A few days ago, I received a call from my parents urging me to get my butt over to their home and (finally) clear out their basement of every artifact I'd been saving since I was a teen. I now have a gigantic bag of magazines, notebooks, and photo albums sitting in one corner of my apartment and some of it could really get me in trouble one day.
With my child.
I wasn't a "bad kid" by any stretch of the imagination, but I had a few semi-wild years that I would rather my daughter not find out about. I didn't do anything too nuts. But I did enough to embarrass myself -- in print -- though, thankfully, most of my stupidity took place seconds before the Internet blew up.

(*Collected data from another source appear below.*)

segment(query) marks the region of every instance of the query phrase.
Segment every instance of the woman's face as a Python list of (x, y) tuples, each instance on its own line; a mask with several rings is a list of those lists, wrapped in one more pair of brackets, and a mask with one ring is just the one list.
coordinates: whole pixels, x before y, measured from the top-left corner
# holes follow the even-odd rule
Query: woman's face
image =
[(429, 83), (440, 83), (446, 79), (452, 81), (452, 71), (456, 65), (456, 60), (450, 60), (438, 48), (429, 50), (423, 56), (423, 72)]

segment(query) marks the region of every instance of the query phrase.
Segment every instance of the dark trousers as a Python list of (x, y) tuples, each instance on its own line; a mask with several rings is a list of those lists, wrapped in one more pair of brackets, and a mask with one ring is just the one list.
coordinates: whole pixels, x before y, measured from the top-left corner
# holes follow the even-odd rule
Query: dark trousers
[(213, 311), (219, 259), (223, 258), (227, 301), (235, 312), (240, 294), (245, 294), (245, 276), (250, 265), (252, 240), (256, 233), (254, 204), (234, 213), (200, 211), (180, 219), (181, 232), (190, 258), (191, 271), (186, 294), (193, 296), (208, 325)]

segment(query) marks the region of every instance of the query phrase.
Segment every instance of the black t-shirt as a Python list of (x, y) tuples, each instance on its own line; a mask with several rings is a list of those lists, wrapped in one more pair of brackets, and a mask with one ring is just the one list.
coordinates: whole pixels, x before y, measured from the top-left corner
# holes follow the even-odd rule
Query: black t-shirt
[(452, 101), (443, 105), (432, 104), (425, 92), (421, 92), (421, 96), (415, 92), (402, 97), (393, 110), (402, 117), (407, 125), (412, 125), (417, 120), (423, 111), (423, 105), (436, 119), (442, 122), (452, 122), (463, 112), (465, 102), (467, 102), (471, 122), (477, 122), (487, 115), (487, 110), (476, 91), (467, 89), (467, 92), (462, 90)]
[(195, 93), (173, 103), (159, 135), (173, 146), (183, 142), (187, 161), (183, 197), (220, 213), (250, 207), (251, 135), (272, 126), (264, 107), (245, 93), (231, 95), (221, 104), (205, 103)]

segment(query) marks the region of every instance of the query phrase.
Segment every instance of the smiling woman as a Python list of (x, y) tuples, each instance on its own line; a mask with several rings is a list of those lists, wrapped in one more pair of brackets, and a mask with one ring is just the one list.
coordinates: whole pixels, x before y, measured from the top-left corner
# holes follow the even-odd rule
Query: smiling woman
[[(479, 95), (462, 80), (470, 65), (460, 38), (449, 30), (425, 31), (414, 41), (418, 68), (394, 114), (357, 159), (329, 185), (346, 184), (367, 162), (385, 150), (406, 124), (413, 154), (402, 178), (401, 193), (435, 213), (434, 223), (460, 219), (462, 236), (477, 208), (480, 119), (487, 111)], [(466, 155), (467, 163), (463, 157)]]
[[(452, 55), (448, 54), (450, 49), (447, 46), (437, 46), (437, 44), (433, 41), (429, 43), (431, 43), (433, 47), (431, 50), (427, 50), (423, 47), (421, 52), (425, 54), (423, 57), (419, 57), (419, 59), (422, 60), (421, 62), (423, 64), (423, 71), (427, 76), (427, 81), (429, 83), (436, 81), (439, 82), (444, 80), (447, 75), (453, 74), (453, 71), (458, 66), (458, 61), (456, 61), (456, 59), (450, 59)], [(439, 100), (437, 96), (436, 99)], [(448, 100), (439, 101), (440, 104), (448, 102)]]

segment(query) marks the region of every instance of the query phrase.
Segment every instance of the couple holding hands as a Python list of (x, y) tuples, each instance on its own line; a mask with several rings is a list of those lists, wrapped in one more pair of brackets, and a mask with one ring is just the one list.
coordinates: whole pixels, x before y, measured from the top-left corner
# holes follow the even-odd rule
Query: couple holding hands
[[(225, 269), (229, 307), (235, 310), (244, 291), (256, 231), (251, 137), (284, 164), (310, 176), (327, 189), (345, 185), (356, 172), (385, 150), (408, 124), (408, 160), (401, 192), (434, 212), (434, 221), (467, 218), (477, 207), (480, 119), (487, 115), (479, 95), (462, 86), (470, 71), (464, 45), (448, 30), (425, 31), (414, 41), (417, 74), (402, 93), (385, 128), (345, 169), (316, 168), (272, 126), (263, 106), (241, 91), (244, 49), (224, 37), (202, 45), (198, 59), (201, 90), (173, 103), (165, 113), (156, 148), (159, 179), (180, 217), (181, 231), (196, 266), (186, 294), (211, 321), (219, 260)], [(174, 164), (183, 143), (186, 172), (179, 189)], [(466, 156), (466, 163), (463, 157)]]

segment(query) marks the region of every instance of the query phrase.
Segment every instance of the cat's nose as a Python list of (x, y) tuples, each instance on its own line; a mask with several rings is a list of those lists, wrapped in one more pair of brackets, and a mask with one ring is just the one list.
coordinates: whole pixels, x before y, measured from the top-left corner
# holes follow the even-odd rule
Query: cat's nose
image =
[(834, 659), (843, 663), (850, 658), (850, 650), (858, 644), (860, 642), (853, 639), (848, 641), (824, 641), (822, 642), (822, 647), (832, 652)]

Still, in my bag of shame I am currently in possession of not one but three magazines in which I somehow managed to have my photo snapped at some nightclub or another. In one mag, which was the butt of lots of jokes among friends, I'm at a foam party in London partying it up with some random guy I'd just met, half of my shirt hanging off. I know there was almost absolutely zero sexual activity going on in my life at that time, but if my daughter sees these photos, she couldn't be blamed for mistaking her mom for a cage dancer.

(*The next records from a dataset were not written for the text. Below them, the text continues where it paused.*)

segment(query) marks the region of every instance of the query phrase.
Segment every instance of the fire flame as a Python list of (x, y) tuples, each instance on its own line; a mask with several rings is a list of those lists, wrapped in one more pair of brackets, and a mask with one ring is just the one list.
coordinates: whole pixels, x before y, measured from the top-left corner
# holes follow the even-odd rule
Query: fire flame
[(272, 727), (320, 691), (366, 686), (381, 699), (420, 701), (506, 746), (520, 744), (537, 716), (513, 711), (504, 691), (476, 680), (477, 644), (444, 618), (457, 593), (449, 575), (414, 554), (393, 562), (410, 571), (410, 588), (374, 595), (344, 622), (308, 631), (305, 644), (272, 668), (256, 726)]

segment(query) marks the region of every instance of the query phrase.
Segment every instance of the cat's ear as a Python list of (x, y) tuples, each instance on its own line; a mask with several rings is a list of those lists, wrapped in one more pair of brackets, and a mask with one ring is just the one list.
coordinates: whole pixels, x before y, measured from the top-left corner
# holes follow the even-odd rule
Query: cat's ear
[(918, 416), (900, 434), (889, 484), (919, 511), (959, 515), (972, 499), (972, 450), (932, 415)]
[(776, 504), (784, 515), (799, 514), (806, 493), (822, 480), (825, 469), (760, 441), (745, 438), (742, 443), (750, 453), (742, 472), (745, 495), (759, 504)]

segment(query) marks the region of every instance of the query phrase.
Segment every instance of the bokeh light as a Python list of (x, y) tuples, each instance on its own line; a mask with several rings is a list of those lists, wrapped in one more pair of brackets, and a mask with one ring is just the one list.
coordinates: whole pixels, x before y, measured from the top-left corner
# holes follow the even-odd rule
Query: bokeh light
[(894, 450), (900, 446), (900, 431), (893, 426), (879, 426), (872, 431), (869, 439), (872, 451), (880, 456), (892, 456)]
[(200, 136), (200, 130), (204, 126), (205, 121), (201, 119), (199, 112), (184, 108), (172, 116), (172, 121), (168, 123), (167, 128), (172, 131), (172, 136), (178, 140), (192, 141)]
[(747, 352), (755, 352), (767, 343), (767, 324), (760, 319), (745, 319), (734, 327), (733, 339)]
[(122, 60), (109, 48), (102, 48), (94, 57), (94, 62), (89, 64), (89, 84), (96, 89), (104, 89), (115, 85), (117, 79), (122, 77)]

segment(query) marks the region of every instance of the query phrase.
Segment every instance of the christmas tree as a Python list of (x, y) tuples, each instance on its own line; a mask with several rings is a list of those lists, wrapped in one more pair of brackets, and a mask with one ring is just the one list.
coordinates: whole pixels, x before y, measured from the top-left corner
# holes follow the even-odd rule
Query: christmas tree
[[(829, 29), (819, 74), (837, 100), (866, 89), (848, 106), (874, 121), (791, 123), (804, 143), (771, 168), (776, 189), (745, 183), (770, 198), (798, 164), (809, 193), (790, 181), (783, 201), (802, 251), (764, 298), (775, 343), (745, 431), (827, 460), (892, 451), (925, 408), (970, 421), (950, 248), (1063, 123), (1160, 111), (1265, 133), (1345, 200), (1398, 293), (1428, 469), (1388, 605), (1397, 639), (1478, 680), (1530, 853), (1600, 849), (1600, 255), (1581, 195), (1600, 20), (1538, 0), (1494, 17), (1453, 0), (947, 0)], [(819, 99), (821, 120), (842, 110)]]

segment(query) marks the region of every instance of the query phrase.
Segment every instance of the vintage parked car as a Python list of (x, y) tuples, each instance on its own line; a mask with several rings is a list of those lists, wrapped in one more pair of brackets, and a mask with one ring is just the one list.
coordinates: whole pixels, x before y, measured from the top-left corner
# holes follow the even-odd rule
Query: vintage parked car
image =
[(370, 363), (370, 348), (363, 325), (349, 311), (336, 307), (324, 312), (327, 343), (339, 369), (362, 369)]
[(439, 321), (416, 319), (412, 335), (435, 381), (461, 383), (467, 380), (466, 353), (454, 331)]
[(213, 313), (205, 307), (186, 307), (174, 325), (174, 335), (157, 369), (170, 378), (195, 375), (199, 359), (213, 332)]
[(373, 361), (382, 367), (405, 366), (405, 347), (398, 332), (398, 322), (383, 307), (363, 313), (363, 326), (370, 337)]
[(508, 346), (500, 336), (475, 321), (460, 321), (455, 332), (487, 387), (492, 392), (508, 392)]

And then there are the notebooks and diaries. Countless pages of poetry in which I (very beautifully and accurately, I might add) rail against my mother and reveal very personal reasons why we had major issues at the time. If my daughter were to read these poems, she would discover things about her grandmother that aren't her business to know -- that she need never know, really.
Ugh, and what do I do with the short story I wrote about a girl giving a boy oral sex beneath a dark bridge, which was published in a minor publication? Or the photos from Amsterdam that prominently feature cigarettes and glasses of wine (let's hope she doesn't do the math and figure out my age at the time). Jim Morrison lyrics written over and over again in spiral-like fashion on a notebook cover.
I'm royally screwed.
So what's the responsible way to handle private artifacts once we become parents? Should we store them in a safe? Burn them and let our memories hold on to the ones that will ultimately matter most? Or is it best to be honest and not hide the evidence?
Throwing out parts of my past makes me feel like I'm losing a part of myself. I think I'll take my chances and risk incredible embarrassment if she finds my stuff. And, oh yes, she will definitely find my stuff.
What's the most embarrassing thing you have from your past? Would you care if your kids found it?